Le point commun ? La jouissance. Celle à venir, à concrétiser dans un cas, une jouissance immédiate ( « live » dirions-nous aujourd’hui) dans l’autre.
Les champions du marketing ont des idées géniales (parfois) et des stratégies efficaces (souvent) et il arrive que leur intention commerciale avérée nous interpelle aussi parce que le slogan touche des éléments essentiels de la vie.
A partir de ces images on pourrait se demander s’il y a une hiérarchie dans les manifestations de la jouissance. En effet, on dit souvent: « j’ai envie de… ». On dit parfois « je désire ». Mais plus rarement on reconnaît un état de bonheur.
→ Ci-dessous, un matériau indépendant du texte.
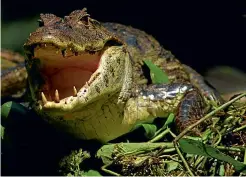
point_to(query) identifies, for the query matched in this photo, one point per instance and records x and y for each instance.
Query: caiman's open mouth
(65, 72)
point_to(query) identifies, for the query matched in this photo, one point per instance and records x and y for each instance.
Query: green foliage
(71, 165)
(196, 147)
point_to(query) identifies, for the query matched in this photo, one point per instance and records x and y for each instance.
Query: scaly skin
(89, 79)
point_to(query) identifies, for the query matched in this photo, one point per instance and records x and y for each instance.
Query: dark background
(201, 34)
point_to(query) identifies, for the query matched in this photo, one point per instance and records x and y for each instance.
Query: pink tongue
(65, 79)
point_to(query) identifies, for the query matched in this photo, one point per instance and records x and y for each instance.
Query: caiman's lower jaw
(66, 74)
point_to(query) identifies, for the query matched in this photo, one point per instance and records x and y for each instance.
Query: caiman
(90, 79)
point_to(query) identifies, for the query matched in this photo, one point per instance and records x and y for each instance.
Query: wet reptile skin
(120, 93)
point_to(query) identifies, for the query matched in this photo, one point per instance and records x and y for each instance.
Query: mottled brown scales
(85, 77)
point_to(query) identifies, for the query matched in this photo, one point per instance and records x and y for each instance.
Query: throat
(66, 79)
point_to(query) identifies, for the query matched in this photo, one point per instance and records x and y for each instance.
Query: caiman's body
(89, 79)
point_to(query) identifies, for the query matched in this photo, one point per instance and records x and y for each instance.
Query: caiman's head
(73, 61)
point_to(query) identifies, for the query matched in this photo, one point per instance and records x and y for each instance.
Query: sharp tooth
(86, 84)
(57, 99)
(43, 98)
(74, 91)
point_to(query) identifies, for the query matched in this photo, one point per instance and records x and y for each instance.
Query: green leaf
(158, 76)
(106, 151)
(172, 166)
(150, 130)
(196, 147)
(91, 173)
(170, 119)
(2, 132)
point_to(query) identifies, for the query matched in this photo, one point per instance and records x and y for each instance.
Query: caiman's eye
(40, 23)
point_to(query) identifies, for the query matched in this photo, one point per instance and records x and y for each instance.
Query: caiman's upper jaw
(65, 73)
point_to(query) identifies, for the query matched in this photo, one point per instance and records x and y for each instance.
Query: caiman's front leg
(160, 100)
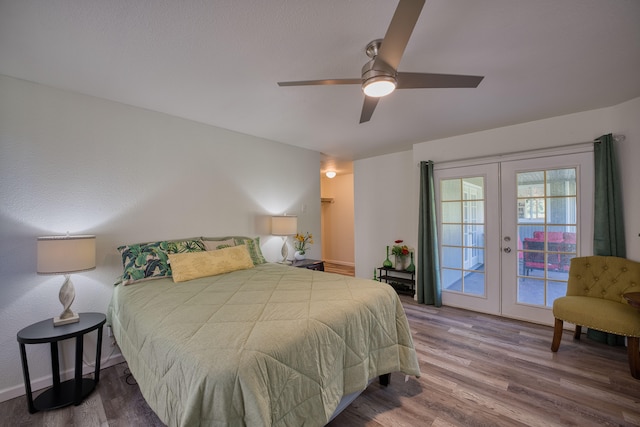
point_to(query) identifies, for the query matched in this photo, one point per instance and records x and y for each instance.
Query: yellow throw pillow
(187, 266)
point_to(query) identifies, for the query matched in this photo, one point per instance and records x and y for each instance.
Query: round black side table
(71, 391)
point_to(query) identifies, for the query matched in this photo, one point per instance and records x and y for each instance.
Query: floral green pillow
(254, 249)
(144, 261)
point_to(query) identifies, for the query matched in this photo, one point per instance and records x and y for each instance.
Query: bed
(265, 345)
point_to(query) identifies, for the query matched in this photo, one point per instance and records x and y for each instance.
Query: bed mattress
(267, 346)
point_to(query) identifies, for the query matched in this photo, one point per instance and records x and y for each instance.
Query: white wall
(74, 163)
(338, 219)
(626, 121)
(378, 201)
(384, 205)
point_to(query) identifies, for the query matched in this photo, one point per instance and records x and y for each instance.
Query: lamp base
(58, 321)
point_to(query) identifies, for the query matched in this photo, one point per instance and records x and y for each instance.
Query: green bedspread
(268, 346)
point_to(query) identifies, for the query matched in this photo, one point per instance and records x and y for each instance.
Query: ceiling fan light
(379, 86)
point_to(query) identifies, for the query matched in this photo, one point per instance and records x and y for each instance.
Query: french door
(509, 228)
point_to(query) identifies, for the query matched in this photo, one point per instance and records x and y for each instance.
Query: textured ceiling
(218, 62)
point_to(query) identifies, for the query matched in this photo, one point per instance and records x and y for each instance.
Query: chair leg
(557, 335)
(633, 348)
(577, 333)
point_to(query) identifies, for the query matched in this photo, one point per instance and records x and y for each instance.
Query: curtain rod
(616, 138)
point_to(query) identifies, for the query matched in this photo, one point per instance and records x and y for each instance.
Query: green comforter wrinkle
(269, 346)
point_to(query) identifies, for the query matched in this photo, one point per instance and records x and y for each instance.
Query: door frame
(493, 243)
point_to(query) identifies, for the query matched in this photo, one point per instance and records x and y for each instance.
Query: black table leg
(27, 380)
(96, 376)
(77, 394)
(55, 367)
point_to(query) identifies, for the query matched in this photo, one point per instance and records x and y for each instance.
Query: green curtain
(429, 286)
(608, 230)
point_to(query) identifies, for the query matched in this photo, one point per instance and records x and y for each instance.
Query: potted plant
(302, 241)
(401, 253)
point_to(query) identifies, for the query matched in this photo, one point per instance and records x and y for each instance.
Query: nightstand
(310, 264)
(71, 391)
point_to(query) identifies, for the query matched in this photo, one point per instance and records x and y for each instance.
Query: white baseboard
(46, 381)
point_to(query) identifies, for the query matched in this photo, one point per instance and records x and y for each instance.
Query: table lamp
(66, 255)
(284, 226)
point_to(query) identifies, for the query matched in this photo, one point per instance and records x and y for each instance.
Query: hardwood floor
(477, 370)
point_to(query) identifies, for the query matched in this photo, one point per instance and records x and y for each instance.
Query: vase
(387, 262)
(411, 267)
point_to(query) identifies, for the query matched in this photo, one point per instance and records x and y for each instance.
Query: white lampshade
(66, 254)
(284, 225)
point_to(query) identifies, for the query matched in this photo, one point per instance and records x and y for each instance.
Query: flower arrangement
(399, 249)
(301, 242)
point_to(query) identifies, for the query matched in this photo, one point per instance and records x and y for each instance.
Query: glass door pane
(546, 227)
(462, 208)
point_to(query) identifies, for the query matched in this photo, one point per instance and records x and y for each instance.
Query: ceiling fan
(380, 74)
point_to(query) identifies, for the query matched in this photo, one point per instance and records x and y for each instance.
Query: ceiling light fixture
(379, 86)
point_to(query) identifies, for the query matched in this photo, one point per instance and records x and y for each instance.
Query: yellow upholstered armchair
(595, 300)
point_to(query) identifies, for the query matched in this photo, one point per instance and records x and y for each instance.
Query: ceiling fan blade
(400, 29)
(322, 82)
(427, 80)
(367, 108)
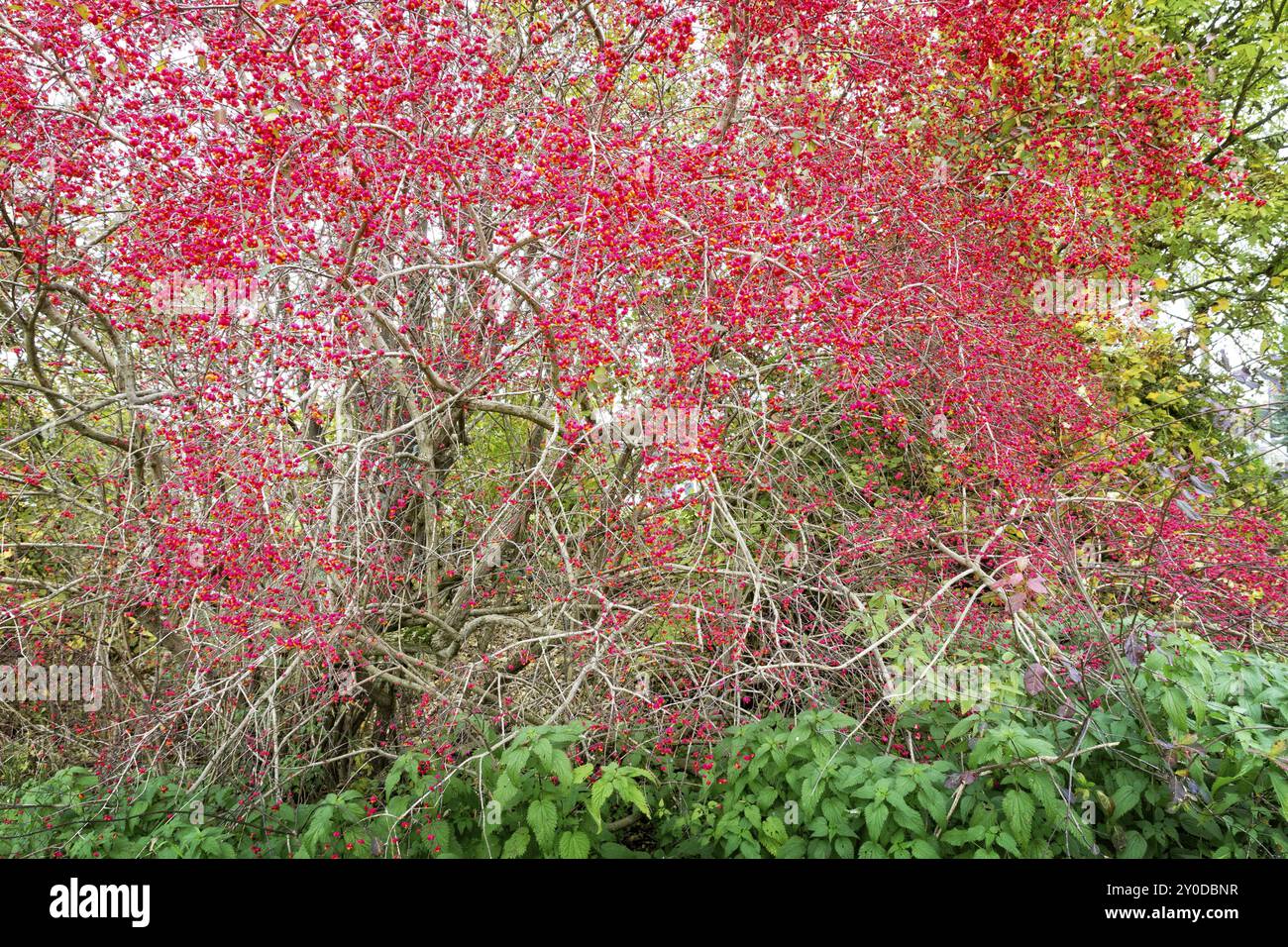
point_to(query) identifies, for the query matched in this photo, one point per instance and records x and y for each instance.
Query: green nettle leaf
(599, 793)
(516, 844)
(1134, 847)
(505, 789)
(875, 814)
(1175, 706)
(1125, 800)
(1019, 809)
(544, 819)
(545, 753)
(574, 845)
Enfin on peut accéder à quelque chose de plus intense que le plaisir et plus concret que le bonheur : la Joie, qui ne se décrète pas mais demeure l’accomplissement le plus désirable.
Dans le cadre restreint de cette réflexion, laissons aux psys et autres médecins de l’âme le soin de nous expliquer, qualifier et différencier ces mécanismes du désir et analyser l’influence du plaisir sur nos conduites. Limitons nous à observer notre capacité à savourer ce que nous considérons comme les bonnes choses de la vie, ce qui facilite ou perturbe notre « savoir goûter »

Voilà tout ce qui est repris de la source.